Ainda que tenha alguns deslizes em sua execução, A Primeira Morte de Joana conta essa história com uma delicadeza rara. Com sensibilidade. Logo de cara, difícil não fazer paralelos com a obra da francesa Sciamma. Não por conta de Retrato de uma Jovem em Chamas, mas mais pela semelhança vibrante com Tomboy. É a descoberta, o avanço, a sede.

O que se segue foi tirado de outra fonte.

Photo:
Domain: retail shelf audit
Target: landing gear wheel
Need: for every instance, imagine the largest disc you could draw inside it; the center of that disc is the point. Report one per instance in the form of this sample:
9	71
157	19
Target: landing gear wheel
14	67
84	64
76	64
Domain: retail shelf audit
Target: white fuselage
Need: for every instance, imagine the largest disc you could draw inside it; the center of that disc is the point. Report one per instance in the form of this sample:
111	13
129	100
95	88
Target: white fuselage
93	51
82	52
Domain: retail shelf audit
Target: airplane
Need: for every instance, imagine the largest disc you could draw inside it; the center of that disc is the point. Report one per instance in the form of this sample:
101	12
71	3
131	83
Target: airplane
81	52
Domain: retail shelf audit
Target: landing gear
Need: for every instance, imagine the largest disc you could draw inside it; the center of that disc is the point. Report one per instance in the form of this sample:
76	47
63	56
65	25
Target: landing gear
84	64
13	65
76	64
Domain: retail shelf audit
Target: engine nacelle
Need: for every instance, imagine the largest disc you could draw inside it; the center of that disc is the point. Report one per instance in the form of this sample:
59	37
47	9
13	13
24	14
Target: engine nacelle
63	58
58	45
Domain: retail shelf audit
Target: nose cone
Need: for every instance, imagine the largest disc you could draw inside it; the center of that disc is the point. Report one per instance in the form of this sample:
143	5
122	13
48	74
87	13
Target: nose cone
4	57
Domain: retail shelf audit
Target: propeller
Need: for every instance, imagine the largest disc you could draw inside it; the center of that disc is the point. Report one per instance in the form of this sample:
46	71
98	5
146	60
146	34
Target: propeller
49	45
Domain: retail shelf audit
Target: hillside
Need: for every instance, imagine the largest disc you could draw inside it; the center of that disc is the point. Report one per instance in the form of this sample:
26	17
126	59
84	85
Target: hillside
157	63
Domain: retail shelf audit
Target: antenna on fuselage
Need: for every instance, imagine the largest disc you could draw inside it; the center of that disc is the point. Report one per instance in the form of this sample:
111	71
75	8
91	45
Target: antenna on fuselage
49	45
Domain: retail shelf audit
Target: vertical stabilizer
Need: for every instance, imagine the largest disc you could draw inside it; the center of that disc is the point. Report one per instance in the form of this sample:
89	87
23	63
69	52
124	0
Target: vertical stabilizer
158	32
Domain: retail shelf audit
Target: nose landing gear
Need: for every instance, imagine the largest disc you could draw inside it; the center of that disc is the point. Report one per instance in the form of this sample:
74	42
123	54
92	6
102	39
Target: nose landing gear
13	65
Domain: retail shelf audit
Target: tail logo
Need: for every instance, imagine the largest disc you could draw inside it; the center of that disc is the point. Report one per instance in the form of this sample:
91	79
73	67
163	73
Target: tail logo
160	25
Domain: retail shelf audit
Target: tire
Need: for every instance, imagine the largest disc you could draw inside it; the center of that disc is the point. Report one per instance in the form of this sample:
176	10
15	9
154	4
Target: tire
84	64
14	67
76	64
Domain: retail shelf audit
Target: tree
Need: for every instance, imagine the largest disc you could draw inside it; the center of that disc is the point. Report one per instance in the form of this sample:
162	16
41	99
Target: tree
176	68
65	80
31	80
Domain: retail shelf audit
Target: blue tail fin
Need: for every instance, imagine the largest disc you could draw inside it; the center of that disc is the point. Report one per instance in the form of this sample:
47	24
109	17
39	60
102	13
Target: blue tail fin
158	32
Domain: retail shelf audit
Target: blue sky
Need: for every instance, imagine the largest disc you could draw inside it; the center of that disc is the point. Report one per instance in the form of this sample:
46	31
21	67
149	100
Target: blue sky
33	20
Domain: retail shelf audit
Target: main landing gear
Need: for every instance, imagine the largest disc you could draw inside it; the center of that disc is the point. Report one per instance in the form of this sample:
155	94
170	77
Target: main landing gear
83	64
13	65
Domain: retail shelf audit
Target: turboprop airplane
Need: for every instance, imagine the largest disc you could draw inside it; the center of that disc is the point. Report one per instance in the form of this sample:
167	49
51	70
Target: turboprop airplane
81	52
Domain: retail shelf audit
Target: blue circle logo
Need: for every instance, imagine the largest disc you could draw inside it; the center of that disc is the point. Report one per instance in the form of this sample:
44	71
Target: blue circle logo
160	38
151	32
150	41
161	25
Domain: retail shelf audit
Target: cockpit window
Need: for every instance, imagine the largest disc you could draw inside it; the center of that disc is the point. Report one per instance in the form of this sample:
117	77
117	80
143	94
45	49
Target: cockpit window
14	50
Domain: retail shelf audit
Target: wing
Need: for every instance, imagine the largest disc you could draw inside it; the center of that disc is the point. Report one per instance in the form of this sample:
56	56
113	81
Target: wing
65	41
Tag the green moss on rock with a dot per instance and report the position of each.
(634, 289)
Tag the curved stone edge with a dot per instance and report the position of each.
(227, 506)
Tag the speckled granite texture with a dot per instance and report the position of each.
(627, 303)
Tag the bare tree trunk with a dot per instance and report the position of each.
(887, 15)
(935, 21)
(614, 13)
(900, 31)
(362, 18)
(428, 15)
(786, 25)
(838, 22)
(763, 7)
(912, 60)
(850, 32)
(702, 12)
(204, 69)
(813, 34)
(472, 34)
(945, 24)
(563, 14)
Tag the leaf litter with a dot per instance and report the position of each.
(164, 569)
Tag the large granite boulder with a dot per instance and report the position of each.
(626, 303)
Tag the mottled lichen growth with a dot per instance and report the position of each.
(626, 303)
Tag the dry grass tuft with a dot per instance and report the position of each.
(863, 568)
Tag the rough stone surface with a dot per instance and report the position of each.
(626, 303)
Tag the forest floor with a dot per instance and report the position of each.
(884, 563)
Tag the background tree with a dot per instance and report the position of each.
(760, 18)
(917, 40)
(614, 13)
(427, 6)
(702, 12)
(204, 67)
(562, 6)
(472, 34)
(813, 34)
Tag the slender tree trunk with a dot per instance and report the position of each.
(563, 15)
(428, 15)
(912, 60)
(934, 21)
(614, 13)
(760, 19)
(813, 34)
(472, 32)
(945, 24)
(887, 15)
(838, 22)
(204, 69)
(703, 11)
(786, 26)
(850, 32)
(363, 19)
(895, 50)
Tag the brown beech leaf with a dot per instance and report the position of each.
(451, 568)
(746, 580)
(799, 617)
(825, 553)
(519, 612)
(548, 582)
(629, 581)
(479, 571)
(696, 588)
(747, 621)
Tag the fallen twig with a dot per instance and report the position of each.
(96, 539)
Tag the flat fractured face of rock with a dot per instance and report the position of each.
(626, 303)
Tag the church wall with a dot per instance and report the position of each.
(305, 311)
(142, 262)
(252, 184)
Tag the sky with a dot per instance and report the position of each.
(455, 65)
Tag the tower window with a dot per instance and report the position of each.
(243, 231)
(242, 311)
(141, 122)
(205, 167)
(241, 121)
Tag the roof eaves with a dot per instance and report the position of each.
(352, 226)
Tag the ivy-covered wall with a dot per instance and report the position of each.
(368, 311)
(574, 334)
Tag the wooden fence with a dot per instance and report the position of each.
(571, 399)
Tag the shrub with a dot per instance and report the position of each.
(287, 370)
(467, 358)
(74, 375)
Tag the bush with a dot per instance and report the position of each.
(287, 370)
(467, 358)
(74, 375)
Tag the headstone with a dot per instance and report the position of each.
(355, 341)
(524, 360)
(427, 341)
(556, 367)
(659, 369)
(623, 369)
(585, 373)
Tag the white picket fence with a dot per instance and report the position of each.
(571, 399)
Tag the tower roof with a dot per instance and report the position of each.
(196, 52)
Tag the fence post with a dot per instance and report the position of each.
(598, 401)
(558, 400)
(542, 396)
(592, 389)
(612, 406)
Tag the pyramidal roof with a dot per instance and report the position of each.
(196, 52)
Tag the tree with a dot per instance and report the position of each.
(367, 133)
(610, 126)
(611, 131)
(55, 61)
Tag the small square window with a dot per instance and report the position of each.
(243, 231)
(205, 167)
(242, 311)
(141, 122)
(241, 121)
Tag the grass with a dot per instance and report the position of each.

“A história da Joana nasceu de uma vontade de falar sobre coragem, a coragem para ser quem você realmente é diante das violências cotidianas que vivemos nesse processo”, resume Cristiane ao Filmelier. Na conversa, que fala sobre o nascimento do filme, sobre o que é “ser mulher” e os desafios do amadurecimento, a diretora aponta para detalhes preciosos do longa-metragem que poderiam passar batidos em uma primeira olhada. É uma conversa que só faz o filme engrandecer e compra aquilo que disse no início: temos sorte de viver na mesma época de Cristiane.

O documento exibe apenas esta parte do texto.